1. Background
Prior research on ranking, recommendation, or retrieval systems focused on maximizing relevance to provide the most relevant items to the consumer, based solely on the consumer’s objective. However, some research shows that machine learning techniques tend to “unfairly” favor certain individuals or groups of individuals. This paper introduces pitfalls that existing approaches miss: "provider utility beyond position-based exposure, spillover effects, induced strategic incentives, and the effect of statistical uncertainty". In addition, data bottleneck and legal bottleneck are mentioned as the factors that hinder fair ranking.
2. Research Questions
- How do we define and measure 'fair' ranking?

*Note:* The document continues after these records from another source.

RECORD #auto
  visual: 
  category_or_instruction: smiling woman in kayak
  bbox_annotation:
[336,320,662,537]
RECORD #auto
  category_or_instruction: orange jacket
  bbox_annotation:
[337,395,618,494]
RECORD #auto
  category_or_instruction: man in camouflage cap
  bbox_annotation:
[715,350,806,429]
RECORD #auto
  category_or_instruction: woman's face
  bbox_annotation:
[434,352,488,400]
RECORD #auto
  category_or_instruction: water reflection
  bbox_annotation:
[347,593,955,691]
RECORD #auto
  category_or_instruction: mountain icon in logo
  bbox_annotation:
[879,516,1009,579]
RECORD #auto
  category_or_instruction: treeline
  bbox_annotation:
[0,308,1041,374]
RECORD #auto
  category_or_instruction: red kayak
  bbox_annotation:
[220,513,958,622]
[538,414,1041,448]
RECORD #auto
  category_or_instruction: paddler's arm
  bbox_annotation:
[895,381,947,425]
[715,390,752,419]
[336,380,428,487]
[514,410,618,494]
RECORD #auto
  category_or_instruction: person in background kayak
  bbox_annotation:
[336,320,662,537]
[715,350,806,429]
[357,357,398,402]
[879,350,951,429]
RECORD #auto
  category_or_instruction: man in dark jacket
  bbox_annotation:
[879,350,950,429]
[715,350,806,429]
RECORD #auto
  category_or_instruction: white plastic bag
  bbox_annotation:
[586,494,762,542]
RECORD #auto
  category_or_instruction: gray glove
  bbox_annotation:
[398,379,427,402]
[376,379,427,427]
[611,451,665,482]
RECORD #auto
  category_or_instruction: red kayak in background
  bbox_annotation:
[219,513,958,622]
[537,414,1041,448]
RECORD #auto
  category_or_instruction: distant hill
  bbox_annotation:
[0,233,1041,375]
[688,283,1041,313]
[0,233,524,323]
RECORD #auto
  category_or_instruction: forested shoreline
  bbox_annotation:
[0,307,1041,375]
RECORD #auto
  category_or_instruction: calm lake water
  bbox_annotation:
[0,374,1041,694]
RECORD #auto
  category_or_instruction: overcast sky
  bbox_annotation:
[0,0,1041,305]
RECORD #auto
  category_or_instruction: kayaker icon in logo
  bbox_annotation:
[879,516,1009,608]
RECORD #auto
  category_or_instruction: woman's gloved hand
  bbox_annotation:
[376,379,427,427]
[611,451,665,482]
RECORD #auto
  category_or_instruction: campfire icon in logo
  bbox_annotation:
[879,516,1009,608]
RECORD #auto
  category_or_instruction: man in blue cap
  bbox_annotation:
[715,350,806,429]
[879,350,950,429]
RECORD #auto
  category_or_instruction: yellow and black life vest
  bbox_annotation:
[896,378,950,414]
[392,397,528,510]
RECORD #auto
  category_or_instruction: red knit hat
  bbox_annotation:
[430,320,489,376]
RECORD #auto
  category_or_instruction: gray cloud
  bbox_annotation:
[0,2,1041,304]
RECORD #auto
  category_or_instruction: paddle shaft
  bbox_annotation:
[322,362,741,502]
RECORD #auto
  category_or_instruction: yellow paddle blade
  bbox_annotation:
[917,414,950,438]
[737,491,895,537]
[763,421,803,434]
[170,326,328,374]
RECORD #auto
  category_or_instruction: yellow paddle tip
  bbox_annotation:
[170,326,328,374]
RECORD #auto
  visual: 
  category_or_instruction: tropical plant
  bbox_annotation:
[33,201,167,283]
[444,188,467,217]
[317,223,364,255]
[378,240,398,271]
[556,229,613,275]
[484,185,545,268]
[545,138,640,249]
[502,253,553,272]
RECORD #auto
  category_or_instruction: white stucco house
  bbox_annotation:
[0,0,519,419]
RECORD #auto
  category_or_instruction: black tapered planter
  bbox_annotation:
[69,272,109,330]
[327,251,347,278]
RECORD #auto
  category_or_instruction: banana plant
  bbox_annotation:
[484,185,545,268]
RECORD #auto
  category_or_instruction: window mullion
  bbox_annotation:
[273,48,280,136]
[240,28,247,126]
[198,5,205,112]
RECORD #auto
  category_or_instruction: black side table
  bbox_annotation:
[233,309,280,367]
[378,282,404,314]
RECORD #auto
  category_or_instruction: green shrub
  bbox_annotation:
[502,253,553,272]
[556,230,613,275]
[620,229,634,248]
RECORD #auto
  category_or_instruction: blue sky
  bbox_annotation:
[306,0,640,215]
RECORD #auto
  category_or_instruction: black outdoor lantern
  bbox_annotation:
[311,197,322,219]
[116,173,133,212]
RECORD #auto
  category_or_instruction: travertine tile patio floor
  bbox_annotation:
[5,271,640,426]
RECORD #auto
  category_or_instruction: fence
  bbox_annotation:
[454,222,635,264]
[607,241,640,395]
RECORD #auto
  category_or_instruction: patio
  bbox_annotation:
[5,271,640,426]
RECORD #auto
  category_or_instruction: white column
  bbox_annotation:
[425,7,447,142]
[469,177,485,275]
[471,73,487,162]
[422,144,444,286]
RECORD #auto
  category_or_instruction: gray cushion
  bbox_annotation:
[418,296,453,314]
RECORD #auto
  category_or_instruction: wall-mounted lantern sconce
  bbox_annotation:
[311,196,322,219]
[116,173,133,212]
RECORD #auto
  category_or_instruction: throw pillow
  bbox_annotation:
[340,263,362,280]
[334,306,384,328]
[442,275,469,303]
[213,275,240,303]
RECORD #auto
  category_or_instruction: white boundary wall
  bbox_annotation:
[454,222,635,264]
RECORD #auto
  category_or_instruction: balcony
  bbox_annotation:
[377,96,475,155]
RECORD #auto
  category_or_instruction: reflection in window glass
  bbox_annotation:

- What are the pitfalls of existing ranking models?
3. Data and methods
This paper mainly reviews other relevant papers and supports or criticizes them.
It provides comprehensive examples as an appendix to explain the concepts and situations it is discussing in the paper. This is done by analyzing hypothetical scenarios which are formed as tables. It reviews other research that used datasets such as COMPAS or the German Credit datasets.
4. Findings
Fair ranking literature uses probability-based and exposure-based approaches to define "fairness".
Probability-based approaches focus on the fairness of the top-k ranking positions. They provide a minimum proportion of items/individuals from protected groups.
In contrast, exposure-based approaches emphasize fair allocation of exposure among providers. This assumes exposure is measured mainly by the provider’s position in the ranking.
Both approaches share they center around position when measuring fairness.
However, this paper criticizes provider utility may not be proportional to position. It claims that both approaches miss context-specific factors due to which higher exposure does not necessarily lead to increased user attention. Context, time, and which user it is exposed to are some other factors that need to be considered on top of the position.
Spillover effects or externalities should also be considered for the fair ranking. Early-exposed items take too many long-term advantages. They are over-rewarded by the fact that they were exposed first and will stay high ranked in the future as well. Also, similar items recommended by third-party services are not taken into account when they are receiving a positive spillover effect. Lastly, items that are accessed by users entering through search engines are not receiving fair scores.
Current fair ranking algorithms often fail to consider that the providers could be strategic players that act to maximize their profit. For example, providers will duplicate listings, some instances pretending to be a different provider, to be scored higher.
The last pitfall this paper points out is that machine-learned models or statistical techniques are trained in different settings and backgrounds from the real-world.
In addition, this paper mentions data and legal bottlenecks. The majority of datasets (ex. COMPAS or the German Credit datasets) are often far from the contexts in which fair ranking algorithms would be used. It would be useful in advancing the conceptual state-of-the-art in algorithmic fairness research, however, whether it is valid in a real-world scenario is doubtful. Also, legal hurdles mainly consist of legal restrictions on acquiring data.